Shuttling occur specially between very dry and wetter are to avoid pest infestation and in search of good quality and abundant forage and water as well which vary with change of season between north and south in the sub-Saharan Africa. The practice is also found in other parts of Africa, South East Asia, Near and M idle East, Mediterranean Europe and South America.
Several reasons other than a search for forage and water accessibility are given for transhumance practice that often take different modes. Animals from different families may be grouped together as one large flock or herd for transhumance expedition at a season, hired herder may be employed and mixed species could be involved.
Goats are often move to pasture at higher altitudes than cattle because they are more agile and can better utilize sparse vegetation rather swampy in river or lake basins.

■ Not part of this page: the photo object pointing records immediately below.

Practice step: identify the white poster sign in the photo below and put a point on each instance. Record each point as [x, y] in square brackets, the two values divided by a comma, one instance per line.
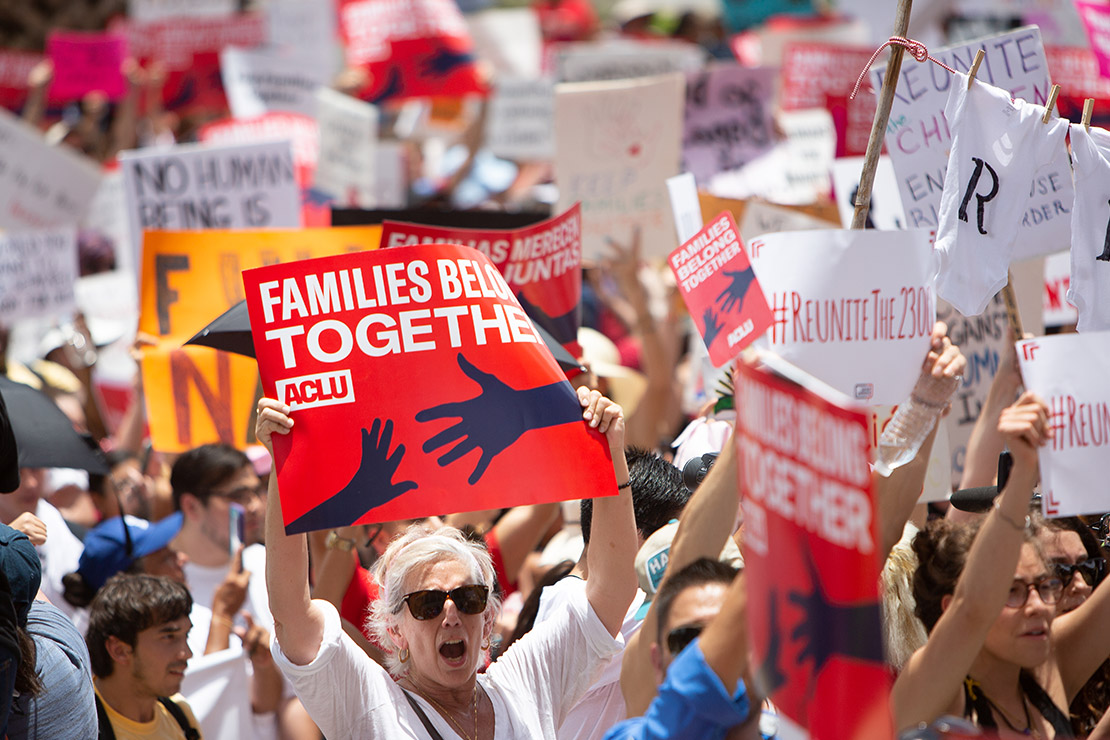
[855, 308]
[1068, 371]
[347, 142]
[38, 270]
[41, 185]
[615, 145]
[518, 121]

The migratory movement is not an aimless wondering as erroneously misconstrued in the past, and number of reasons may be adduced, namely:
- To find feed and water throughout the year for stock
- To avoid flooding in wet areas
- To permit cropping of homestead for food production
- To avoid discuss and pest infestation known to be prevalent in a particular place
- To afford full utilization of grazing resources perhaps lying waste in the marginal land areas
- To conserve and improve soil fertility for seasonal agricultural production, in which crop residues are consumed by livestock and in return they give manure
The Fulani in West Africa are transhumant. Their permanent bases are in areas of seasonal crop production. In rainy season they move into tropical savanna and desert scrub. In the dry season they return to cultivated areas where their animal feed on crop residues; they may even extend further into the fringes of the forest zone.
Herd and flock sizes may range from 50-300 heads per herder with a herd or flock composition of 55 per cent mature female, 25 per cent mature male and 25 per cent young female of sheep, cattle or goats.